Enhanced health and safety protocols developed by the wider construction industry and endorsed by Worksafe New Zealand are operating: physical distancing, health monitoring, enhanced cleaning, segregation between different work crews and wearing masks.
"Our restart's immediate priority will be the welfare of our workers and the communities around us. Those protocols worked very well for us before, and they will again help with a safe, successful and quick restart for us," Sweeney said.
Consents have been issued for around 19,000 new Auckland homes and those sites have been shut down since August 17. Nationally, around $26b of construction work is on, with much of that in Auckland.
Meanwhile, all NZ Living's workers who returned to their residential sites in Auckland today have been at least partially vaccinated.
Shane Brealey, a director of that business, said: "Our 24 staff are 100 per cent vaccinated with at least first dose and subcontractors are currently sitting at about 70 per cent and climbing."
NZ Living workers couldn't wait to return, Brealey said. But work wouldn't be able to be completed at the speed of alert level 1.
"At level 3, my guess is that we operate at about 80 per cent efficiency given the additional safety measures that are needed," he said, referring to housing projects at Northcote and Point England.
One NZ Living project at Northcote with 27 apartments was completed just before lockdown last month, he said.
"Settlements were suspended during level 4 so thankfully we will be able to let people into these new homes in a few days," Brealey said today.
No building work except emergency work had been able to take place since 11.59pm on August 17.
Peter Reidy, Fletcher Construction chief executive, said big jobs like the $877 million Ara Tūhono Puhoi to Warkworth motorway and $335m repairs to the NZ International Convention Centre were due to restart today.
Rick Herd, chief executive of national builder Naylor Love, said that the business had staff back on its 15 Auckland sites managed by about 120 people. "We have to work hard to minimise people working in close proximity, this can be a logistical nightmare to maintain productivity but it can be done."
Sites were generally well secured but weather damage is an issue in some cases.

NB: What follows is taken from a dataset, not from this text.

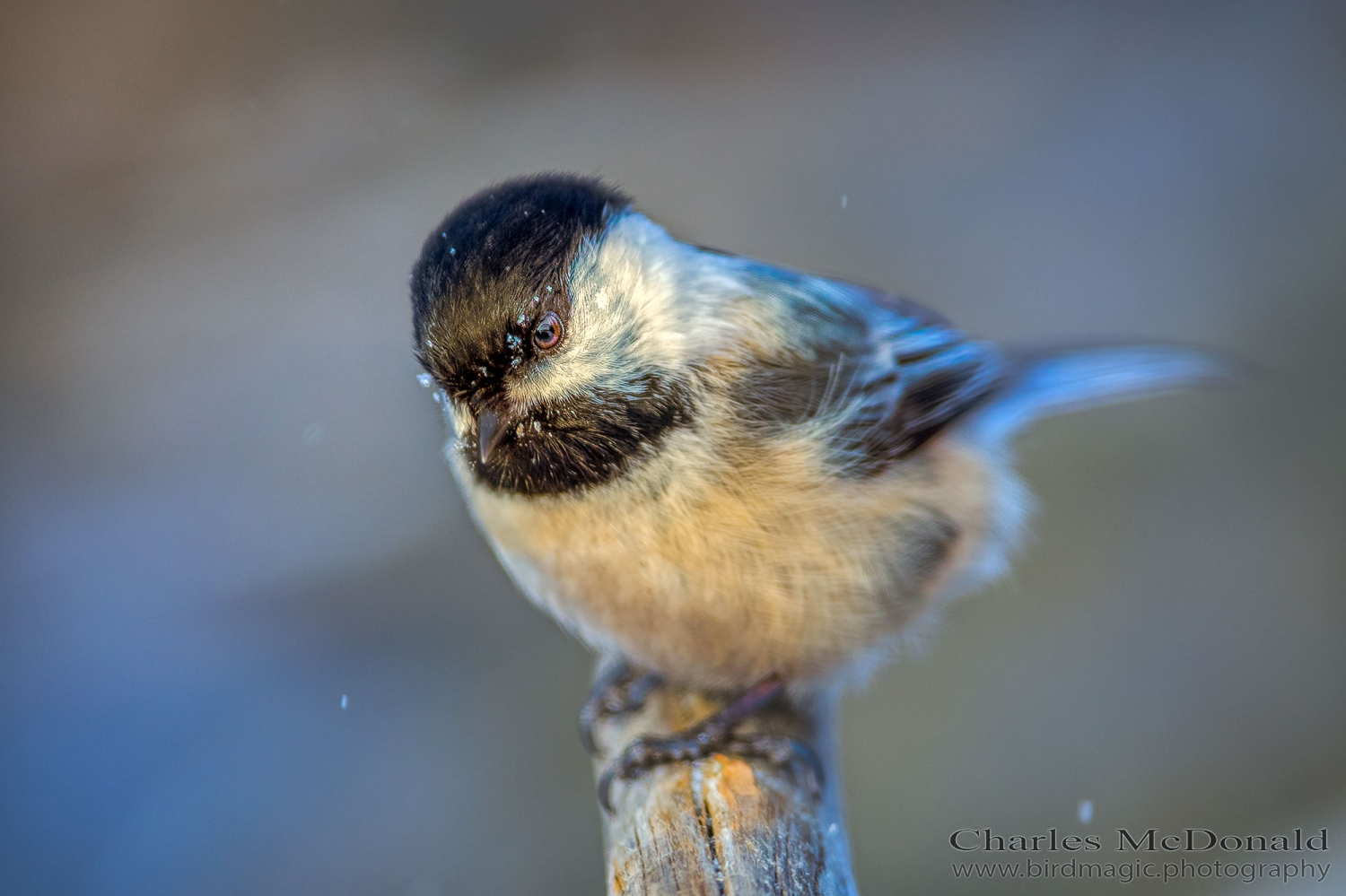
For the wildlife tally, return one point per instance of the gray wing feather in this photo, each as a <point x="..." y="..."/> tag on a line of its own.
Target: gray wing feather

Workers on the big Auckland retirement village jobs are back too.
Ryman Healthcare Auckland sites at Miriam Corban (Lincoln Rd), Murray Halberg (Lynfield), Keith Park (Hobsonville), the site in Takapuna on what was the old fire station fronting Lake Pupuke and William Sanders (Devonport) are resuming today.
Andrew Moore of Victoria Park-headquartered CMP Construction said that company had six big Auckland projects including Risland Albany, Laurenson Business Park, Tidal Rd warehouse, Sonata, Victoria Lane and The Arches. The Tidal Rd warehouse was an essential project so work continued under alert level 4.
Workers were expected today to be back on all those CMP jobs.
But one challenge many of the sites will be facing is the materials shortage.